3. Similar to the above, there are a great many isolated observations that should be considered as representative phenomena only with great skepticism. Such observations include "young people are dying of the virus," "people who were thought to have recovered are testing positive again," and alleged cures associated with various interventions. These are anecdotes and, to the extent that they are useful, are such because they remind us that generalities associated with this virus come with a whole lot of asterisks. One should be very cautious about generalizing the experiences of one group of people to wider populations, even if the isolated observation is itself true.

4. The observation above is highlighted by the fact that data are all over the place. Out of 7.7 billion people on the planet there is not a single one who legitimately knows the prevalence of the disease, the mortality, whether the infection confers immunity, whether abnormally low or abnormally high rates of infection or death are due to such things as government responses, or people's natural behavioral changes to an acknowledged threat. Because the data are all over the place, it is almost impossible to assess the effect of interventions. A person looking at the experience of New York and comparing it with say Oklahoma or Wyoming, might be tempted to say that social distancing does not work. (Although a more pragmatic approach is to consider that the differences between New York and elsewhere is due to unique combination of factors, rather than one or two things). It is not only the reported data, which is contaminated by constantly changing criteria, that is all over the place; so are the predictions of various models and experts and credentialed sooth-sayers. This will eventually reveal itself in the public becoming distrustful of those who purport to be managing this crisis. There is only so much "3 million deaths... no 600,000, no, 20,000, no, 125,000, no 400,000...,""we don't have enough ventilators, we have enough ventilators, we have too many AND not enough...","go out and live your life, no, stay home, only go out for necessities,...hey, those aren't necessities..." etc. before people start suspecting not only a lack of reliable data, but of competence and good faith.

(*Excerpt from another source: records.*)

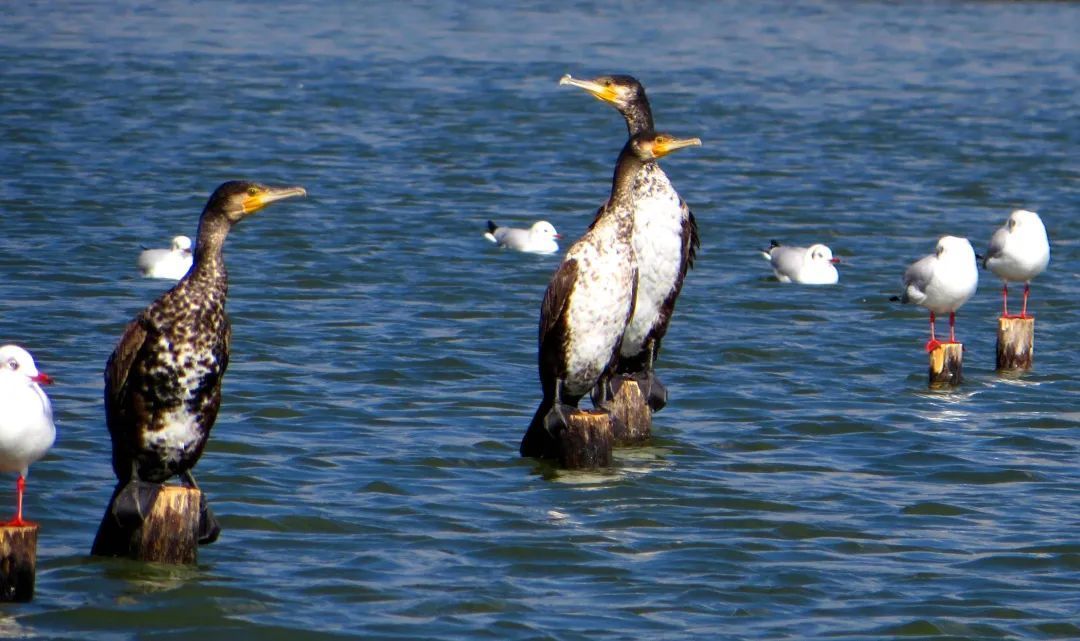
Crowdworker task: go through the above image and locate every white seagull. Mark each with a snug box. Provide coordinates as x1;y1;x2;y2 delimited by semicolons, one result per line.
0;345;56;526
761;241;840;285
893;236;978;352
484;220;563;254
983;209;1050;318
138;236;191;281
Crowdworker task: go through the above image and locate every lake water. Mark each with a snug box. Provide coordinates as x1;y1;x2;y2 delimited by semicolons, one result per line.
0;0;1080;641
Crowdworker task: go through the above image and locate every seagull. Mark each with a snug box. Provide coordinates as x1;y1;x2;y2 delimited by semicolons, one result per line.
982;209;1050;318
484;220;563;254
0;345;56;526
892;236;978;352
138;236;191;281
761;241;840;285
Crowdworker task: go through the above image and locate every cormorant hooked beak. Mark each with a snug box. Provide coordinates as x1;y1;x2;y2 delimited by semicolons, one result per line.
558;73;619;103
243;187;308;214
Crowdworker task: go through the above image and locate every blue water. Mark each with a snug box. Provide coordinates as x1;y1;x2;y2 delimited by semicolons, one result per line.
0;1;1080;641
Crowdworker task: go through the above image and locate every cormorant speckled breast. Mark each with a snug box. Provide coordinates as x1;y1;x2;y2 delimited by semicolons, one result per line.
521;132;701;459
94;180;307;554
559;76;700;411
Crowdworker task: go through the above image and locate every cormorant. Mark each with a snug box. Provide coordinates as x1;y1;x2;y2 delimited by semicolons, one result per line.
521;132;701;458
559;74;701;411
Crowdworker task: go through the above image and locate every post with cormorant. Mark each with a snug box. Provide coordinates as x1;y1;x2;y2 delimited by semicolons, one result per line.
521;131;701;467
559;74;700;445
91;180;307;563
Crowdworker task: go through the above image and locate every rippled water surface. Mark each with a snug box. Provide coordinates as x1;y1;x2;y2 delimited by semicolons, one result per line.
0;1;1080;641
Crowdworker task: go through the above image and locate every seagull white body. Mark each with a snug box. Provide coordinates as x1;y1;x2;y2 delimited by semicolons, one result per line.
983;209;1050;316
484;220;563;254
138;236;191;281
0;345;56;524
900;236;978;350
761;241;840;285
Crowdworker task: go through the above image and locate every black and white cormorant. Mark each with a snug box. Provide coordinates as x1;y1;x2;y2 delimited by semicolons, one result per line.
521;132;701;458
94;180;307;554
559;76;700;411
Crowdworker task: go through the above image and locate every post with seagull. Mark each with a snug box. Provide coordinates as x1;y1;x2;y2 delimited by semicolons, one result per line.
0;522;38;602
91;180;307;564
997;316;1035;371
91;483;203;565
982;209;1050;371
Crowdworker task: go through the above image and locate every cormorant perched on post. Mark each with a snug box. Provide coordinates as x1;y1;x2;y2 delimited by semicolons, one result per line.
94;180;307;554
521;132;701;458
559;74;700;411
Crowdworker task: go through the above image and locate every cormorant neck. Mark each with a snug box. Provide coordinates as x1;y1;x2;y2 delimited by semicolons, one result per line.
192;212;232;278
608;139;652;205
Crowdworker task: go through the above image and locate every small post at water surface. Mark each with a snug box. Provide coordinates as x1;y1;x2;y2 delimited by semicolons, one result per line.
930;343;963;388
91;486;202;565
998;316;1035;370
558;409;615;469
0;521;38;601
610;378;652;446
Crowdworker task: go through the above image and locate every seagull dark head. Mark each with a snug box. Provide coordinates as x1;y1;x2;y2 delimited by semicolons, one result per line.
202;180;308;224
194;180;308;267
558;73;652;136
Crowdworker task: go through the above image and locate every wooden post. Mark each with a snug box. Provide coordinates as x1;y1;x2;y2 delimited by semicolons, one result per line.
558;409;615;469
930;343;963;388
610;379;652;446
91;486;202;565
0;523;38;601
998;316;1035;370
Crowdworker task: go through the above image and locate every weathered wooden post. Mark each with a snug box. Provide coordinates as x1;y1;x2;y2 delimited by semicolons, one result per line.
998;316;1035;370
610;379;652;446
91;483;202;564
0;521;38;601
930;343;963;388
558;409;615;469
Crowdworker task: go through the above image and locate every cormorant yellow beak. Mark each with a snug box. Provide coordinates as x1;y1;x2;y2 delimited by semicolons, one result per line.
652;136;701;158
243;187;308;214
558;73;619;103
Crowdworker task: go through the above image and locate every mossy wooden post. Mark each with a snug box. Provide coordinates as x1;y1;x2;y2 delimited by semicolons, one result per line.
930;343;963;388
91;486;202;565
610;379;652;446
558;409;615;469
998;316;1035;369
0;523;38;601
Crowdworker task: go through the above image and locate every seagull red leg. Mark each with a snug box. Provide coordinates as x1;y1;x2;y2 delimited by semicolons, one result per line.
927;312;941;352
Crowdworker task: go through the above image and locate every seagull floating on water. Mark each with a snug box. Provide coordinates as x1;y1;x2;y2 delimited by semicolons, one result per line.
484;220;563;254
0;345;56;526
138;236;191;281
983;209;1050;318
92;180;307;548
892;236;978;352
761;241;840;285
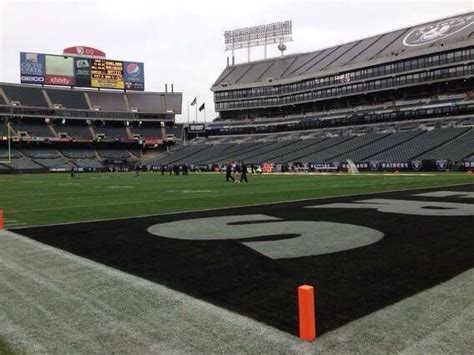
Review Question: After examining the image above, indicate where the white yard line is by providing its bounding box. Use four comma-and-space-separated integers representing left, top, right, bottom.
0, 231, 474, 354
9, 183, 474, 227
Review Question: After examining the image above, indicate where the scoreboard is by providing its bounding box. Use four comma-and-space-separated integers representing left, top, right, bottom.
91, 59, 125, 89
20, 52, 145, 91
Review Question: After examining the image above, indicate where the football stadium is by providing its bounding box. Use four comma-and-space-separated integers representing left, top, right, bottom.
0, 4, 474, 354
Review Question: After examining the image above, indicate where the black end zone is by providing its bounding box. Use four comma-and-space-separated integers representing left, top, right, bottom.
17, 185, 474, 334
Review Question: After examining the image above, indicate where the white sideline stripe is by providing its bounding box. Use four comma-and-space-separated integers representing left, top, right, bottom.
10, 183, 474, 229
0, 231, 474, 354
0, 231, 299, 354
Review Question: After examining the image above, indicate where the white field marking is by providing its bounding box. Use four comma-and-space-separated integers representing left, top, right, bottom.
0, 174, 456, 202
5, 222, 26, 228
10, 183, 473, 228
413, 191, 474, 198
0, 231, 474, 354
165, 190, 216, 194
101, 185, 135, 190
0, 232, 301, 354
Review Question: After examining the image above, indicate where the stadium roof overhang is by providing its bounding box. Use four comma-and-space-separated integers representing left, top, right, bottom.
211, 38, 474, 92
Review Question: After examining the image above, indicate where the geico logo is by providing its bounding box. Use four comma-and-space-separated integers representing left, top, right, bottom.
21, 76, 44, 83
48, 78, 71, 85
148, 214, 384, 259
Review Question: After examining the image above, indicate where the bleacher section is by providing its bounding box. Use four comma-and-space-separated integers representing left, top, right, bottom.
94, 122, 128, 139
0, 85, 48, 107
130, 123, 162, 138
368, 128, 468, 162
127, 93, 164, 112
12, 118, 54, 137
54, 120, 93, 139
87, 91, 127, 112
97, 149, 130, 159
61, 148, 96, 159
417, 128, 474, 162
46, 89, 89, 110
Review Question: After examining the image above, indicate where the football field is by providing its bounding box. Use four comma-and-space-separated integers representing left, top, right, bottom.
0, 172, 474, 228
0, 173, 474, 353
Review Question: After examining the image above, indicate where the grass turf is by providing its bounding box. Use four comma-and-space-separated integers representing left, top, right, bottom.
0, 339, 20, 355
0, 173, 474, 228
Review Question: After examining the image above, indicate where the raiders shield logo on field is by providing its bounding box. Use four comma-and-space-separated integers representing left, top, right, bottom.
403, 15, 474, 47
436, 160, 448, 171
369, 161, 379, 170
411, 160, 423, 171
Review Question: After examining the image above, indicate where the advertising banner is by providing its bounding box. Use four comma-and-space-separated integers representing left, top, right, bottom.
123, 62, 145, 90
74, 58, 91, 87
20, 52, 45, 84
20, 51, 145, 91
91, 59, 125, 89
44, 55, 76, 86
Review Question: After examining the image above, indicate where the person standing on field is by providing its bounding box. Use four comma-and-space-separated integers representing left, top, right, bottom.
240, 162, 249, 183
225, 164, 235, 182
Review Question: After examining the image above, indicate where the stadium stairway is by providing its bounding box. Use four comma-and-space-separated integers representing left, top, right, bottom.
361, 131, 424, 161
326, 133, 390, 162
415, 128, 474, 161
411, 128, 469, 159
287, 136, 355, 161
237, 141, 295, 163
48, 123, 59, 137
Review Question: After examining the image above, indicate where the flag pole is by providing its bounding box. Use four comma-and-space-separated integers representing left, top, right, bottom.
188, 101, 191, 126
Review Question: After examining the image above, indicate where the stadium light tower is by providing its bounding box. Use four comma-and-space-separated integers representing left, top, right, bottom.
224, 20, 293, 64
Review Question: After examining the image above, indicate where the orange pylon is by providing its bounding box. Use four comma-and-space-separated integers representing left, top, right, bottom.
298, 285, 316, 341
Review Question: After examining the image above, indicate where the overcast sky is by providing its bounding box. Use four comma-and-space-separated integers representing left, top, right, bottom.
0, 0, 474, 121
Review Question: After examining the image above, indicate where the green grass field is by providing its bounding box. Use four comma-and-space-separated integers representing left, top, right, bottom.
0, 173, 474, 228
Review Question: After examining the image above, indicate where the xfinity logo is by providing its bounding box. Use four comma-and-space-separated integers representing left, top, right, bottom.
21, 75, 44, 83
76, 59, 89, 68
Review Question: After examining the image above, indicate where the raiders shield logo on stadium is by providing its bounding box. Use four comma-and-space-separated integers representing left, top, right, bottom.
403, 15, 474, 47
411, 160, 423, 171
436, 160, 448, 171
369, 161, 379, 170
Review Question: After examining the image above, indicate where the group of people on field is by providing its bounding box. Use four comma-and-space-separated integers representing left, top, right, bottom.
160, 164, 189, 176
225, 162, 249, 183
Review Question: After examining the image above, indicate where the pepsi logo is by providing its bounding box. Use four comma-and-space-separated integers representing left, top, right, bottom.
127, 63, 140, 78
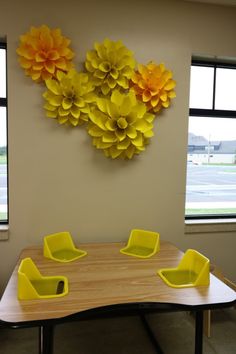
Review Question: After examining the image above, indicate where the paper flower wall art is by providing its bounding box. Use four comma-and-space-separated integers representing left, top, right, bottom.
130, 62, 176, 113
17, 25, 176, 159
85, 39, 135, 95
88, 90, 155, 159
43, 69, 95, 126
17, 25, 74, 82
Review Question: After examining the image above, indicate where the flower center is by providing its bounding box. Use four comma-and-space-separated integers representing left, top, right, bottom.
117, 117, 128, 129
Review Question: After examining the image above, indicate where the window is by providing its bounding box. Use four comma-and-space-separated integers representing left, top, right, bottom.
0, 41, 8, 224
185, 60, 236, 219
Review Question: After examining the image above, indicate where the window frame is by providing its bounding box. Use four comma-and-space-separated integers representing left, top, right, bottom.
0, 39, 9, 225
185, 58, 236, 222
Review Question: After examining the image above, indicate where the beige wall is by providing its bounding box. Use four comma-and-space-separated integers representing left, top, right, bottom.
0, 0, 236, 294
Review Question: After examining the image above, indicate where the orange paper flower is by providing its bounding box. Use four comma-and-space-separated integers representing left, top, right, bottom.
17, 25, 74, 82
130, 62, 176, 113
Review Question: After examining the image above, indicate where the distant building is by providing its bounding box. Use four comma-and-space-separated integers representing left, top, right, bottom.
188, 133, 236, 164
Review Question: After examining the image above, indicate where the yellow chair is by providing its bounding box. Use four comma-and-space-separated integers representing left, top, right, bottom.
43, 232, 87, 262
120, 229, 160, 258
18, 258, 68, 300
157, 249, 210, 288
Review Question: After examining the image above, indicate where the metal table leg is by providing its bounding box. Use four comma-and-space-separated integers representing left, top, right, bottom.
139, 313, 164, 354
39, 324, 54, 354
195, 310, 203, 354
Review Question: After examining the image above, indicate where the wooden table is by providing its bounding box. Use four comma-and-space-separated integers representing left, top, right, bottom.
0, 241, 236, 354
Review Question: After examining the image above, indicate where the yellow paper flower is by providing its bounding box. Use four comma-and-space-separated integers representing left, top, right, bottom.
130, 62, 176, 113
43, 69, 94, 126
85, 39, 135, 95
88, 90, 155, 159
17, 25, 74, 82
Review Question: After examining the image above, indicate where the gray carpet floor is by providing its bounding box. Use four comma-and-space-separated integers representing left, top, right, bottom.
0, 308, 236, 354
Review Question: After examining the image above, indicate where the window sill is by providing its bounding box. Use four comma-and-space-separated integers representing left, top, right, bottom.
0, 225, 9, 241
185, 219, 236, 234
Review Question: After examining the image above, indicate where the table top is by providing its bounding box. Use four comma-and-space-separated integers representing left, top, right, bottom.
0, 241, 236, 323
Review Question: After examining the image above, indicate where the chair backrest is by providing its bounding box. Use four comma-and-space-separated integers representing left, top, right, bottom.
128, 229, 159, 249
178, 249, 210, 283
18, 258, 42, 300
44, 231, 75, 256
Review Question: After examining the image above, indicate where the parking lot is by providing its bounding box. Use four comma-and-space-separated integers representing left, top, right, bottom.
186, 164, 236, 208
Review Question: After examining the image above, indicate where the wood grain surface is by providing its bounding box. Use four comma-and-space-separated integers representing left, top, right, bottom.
0, 241, 236, 323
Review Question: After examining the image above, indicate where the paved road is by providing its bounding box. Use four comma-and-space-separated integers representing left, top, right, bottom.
186, 165, 236, 203
0, 165, 7, 211
0, 164, 236, 208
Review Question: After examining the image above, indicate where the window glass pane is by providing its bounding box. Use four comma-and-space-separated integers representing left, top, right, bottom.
215, 68, 236, 111
185, 117, 236, 216
190, 65, 214, 109
0, 107, 7, 221
0, 48, 6, 98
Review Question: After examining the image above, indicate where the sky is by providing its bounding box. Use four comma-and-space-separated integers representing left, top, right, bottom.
189, 66, 236, 141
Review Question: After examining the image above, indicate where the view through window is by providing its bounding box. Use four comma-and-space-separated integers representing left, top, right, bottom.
0, 42, 8, 223
185, 61, 236, 219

5. New York is an outlier, no matter how you look at it. On the one hand the infection and mortality rates are noticeably higher than one would expect from the country as a whole. Yet supposedly a large number of people are dying of coronavirus at home without a formal diagnosis, and the percentage of positive test results is higher than elsewhere. This would suggest that the already elevated reported percentage of the population infected underestimates the true number of infections. Again, this is most likely accounted for by a constellation of factors unique to New York, but still, the anomaly is quite noticeable, and suggests that the social distancing strategies that seem (whether this is true or not we don't know) to be beneficial elsewhere are of markedly diminished efficacy in New York.

6. No one can say with certainty whether there will ever be an effective vaccine.

7. Many of the countries, and American states who are assumed to report reasonably accurate data demonstrate an interesting phenomenon. The daily new case profiles seem to contain oscillations, with a period of six or seven days when there seem to be more, then less new cases, and these are superimposed on the underlying bell-shaped trend.

8. Using the data from Colorado, which reports new cases both as to date of onset of symptoms and date of diagnosis, it appears that "infectious period" used in the simple spread sheet models described previously is nine days.